Star flake schema (or) Hybrid Schema
ü Hybrid schema is a
combination of Star and Snowflake schema
Multi Star schema
ü Multiple fact
tables sharing a set of dimension tables
ü Confirmed Dimensions are nothing but Reusable Dimensions.
ü The dimensions
which u r using multiple times or in multiple data marts.
ü Those are common in
different data marts
Measure Types (or) Types of Facts
·
Additive - Measures that can
be summed up across all dimensions.
o
Ex: Sales Revenue
·
Semi Additive - Measures that can
be summed up across few dimensions and not with others
o
Ex: Current Balance
·
Non Additive - Measures that
cannot be summed up across any of the dimensions.
o
Ex: Student attendance
Surrogate Key
ü Joins between fact
and dimension tables should be based on surrogate keys
ü Users should not
obtain any information by looking at these keys
ü These keys should
be simple integers
A sample data warehouse schema
WHY
NEED STAGING AREA FOR DWH?
ü Staging area needs
to clean operational data before loading into data warehouse.
ü Cleaning in the
sense your merging data which comes from different source.
ü It’s the area where
most of the ETL is done
Data Cleansing
ü It is used to
remove duplications
ü It is used to
correct wrong email addresses
ü It is used to
identify missing data
ü It used to convert
the data types
ü It is used to
capitalize name & addresses.
Types of Dimensions:
There are three types of Dimensions
ü Confirmed
Dimensions
ü Junk Dimensions
Garbage Dimension
ü Degenerative
Dimensions
ü Slowly changing
Dimensions
Garbage Dimension or Junk Dimension
ü Confirmed is
something which can be shared by multiple Fact Tables or multiple Data Marts.
ü Junk Dimensions is
grouping flagged values
ü Degenerative
Dimension is something dimensional in nature but exist fact table.(Invoice No)
Which is neither fact nor strictly dimension attributes.
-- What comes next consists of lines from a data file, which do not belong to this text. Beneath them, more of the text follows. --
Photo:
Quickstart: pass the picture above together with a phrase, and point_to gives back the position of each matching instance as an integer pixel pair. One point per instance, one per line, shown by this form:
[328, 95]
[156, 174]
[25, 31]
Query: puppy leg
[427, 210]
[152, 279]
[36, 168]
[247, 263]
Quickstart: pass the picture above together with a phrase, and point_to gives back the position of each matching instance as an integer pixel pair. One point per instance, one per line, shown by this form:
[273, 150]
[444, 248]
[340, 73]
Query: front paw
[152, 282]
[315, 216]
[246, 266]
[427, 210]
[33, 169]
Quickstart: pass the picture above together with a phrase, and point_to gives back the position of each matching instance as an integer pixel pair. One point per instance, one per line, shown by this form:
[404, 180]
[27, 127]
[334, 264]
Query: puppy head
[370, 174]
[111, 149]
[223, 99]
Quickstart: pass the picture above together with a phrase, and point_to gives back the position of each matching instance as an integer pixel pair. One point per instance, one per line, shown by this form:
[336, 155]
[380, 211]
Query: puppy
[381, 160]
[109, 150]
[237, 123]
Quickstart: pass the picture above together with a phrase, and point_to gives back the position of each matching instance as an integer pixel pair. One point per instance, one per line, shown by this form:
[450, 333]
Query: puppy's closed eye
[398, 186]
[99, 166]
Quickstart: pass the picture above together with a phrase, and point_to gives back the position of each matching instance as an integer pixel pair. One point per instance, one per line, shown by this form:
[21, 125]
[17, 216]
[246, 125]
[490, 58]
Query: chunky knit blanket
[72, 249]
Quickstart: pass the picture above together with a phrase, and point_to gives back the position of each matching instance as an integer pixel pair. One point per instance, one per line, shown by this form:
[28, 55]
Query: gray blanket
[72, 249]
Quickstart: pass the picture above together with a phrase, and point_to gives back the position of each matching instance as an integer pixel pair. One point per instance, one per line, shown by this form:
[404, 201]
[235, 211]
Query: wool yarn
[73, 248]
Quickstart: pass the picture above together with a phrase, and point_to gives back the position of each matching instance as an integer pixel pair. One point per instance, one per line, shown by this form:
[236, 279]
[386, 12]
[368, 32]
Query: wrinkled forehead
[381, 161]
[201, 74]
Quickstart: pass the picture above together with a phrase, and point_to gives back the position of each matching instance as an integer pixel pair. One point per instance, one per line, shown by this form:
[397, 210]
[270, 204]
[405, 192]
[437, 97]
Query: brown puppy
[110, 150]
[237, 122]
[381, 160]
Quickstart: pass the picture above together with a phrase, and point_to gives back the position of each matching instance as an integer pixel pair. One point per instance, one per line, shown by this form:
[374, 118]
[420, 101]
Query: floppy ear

These are
useful for some kind of analysis. These are kept as attributes in fact table
called degenerated dimension
Degenerate dimension: A column of the key section
of the fact table that does not have the associated dimension table but
used for reporting and analysis, such column is called degenerate dimension or
line item dimension.
For ex, we have a fact table with customer_id, product_id,
branch_id, employee_id, bill_no, and date in key section and price, quantity,
amount in measure section. In this fact table, bill_no from key section is a
single value; it has no associated dimension table. Instead of creating a
Separate dimension table for that single value, we can Include
it in fact table to improve performance. SO here the column, bill_no is a
degenerate dimension or line item dimension.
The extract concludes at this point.